The chart below visually depicts the significant growth U.S. stocks have achieved during the last decade.  It seems hard to believe that it’s been ten years since we were in the depths of the 2008 financial crisis.  On some days that seems like a distant memory, and on others it could be yesterday.  The early days of January and February of 2009, when this historic bull market run was forming, were fraught with fear and uncertainty.  This chart reminds us that there were many external events during the last ten years that led to declines that at the time felt like they had the potential to derail the rise higher.  The two most prominent declines occurred in 2011 and during the 4th quarter of 2018.  In those two instances the losses in stocks accumulated to just shy of 20%, which by some definitions could’ve meant the end of the bull run.

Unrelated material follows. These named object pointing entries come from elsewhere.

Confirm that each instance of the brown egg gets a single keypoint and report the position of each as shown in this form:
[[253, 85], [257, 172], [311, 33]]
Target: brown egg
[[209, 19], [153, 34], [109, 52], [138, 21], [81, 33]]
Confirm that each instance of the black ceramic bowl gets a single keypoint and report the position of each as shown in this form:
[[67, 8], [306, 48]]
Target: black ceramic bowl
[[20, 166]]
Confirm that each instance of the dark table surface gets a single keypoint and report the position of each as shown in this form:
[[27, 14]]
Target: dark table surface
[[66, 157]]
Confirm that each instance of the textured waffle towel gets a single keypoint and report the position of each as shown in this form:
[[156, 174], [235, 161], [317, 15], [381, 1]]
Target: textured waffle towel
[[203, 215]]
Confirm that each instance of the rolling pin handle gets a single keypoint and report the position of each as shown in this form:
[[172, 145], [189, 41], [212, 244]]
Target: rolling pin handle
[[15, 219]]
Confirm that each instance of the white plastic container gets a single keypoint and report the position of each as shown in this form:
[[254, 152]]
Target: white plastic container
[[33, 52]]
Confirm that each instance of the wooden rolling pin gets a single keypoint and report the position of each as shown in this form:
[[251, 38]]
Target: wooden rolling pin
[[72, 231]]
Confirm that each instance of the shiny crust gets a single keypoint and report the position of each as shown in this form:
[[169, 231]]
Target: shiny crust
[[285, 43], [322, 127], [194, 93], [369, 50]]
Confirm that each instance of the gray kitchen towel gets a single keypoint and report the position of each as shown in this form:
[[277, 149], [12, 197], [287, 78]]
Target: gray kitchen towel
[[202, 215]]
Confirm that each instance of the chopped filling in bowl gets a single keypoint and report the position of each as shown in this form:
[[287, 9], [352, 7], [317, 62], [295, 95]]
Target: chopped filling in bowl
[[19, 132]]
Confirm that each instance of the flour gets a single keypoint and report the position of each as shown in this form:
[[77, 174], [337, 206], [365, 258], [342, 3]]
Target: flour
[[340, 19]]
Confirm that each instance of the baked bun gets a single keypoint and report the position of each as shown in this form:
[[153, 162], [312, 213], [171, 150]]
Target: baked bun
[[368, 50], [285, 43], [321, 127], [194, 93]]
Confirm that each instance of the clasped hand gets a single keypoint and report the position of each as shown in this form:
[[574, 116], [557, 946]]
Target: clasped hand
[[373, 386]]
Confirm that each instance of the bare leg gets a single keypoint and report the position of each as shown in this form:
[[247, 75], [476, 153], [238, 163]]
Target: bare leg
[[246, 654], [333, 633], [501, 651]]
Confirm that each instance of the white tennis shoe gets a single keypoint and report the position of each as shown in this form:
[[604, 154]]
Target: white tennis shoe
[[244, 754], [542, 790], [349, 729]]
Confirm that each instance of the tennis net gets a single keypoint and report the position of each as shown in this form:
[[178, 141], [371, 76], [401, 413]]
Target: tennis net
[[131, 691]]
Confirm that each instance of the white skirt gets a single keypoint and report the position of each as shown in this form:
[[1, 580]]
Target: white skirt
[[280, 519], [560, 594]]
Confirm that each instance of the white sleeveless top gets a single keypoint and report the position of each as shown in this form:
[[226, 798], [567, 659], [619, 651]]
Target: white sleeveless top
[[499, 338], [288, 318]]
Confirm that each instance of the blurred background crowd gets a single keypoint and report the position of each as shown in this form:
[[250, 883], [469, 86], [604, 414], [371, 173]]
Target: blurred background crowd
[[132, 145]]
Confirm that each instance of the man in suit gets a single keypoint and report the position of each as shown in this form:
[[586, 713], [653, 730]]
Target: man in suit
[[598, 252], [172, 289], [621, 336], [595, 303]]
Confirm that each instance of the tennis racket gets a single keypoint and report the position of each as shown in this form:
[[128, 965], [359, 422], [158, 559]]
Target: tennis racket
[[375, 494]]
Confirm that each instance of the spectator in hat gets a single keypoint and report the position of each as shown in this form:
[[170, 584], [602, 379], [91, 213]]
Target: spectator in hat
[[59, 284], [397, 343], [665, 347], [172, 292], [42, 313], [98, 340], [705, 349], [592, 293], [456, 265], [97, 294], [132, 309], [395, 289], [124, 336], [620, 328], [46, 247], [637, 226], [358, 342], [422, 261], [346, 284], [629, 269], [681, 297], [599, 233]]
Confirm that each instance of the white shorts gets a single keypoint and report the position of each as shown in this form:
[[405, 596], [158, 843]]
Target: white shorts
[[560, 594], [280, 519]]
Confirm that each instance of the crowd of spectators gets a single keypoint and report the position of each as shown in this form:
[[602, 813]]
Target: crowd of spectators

There was one additional market event that occurred during the first quarter of 2019 that hasn’t happened in more than a decade.  The yield curve inverted, which is when long-term interest rates are lower than short-term rates.  In mid-March the 3 month Treasury bill was paying a greater interest rate than the ten year Treasury note.  Inverted yield curves generally happen when the federal reserve is increasing short term rates in an effort to stave off inflation, and at the same time market participants are buying more longer term bonds, which indicates a move to a safer investing posture. 

This is significant because an inverted yield curve has been a pretty accurate predictor of a future recessionary environment.  However, as the chart below shows the lead time for the beginning of a recession and the yield curve inverting has varied considerably.  In several instances the recession following the yield curve inversion didn’t occur for well more than a year. 

The markets are sending mixed signals, which is not uncommon at the later stages of bull markets.  The last six months have been challenging for investors because of the extreme movements in stocks.  We believe strongly that in this environment it is important to maintain a conservative to moderate posture and execute a disciplined re-balancing plan around these extremes.  That will mean that we partially sell stocks to lower your allocation back to target following a meaningful increase in stocks, and that we incrementally increase your allocation to stocks during market declines as we did in December of 2018.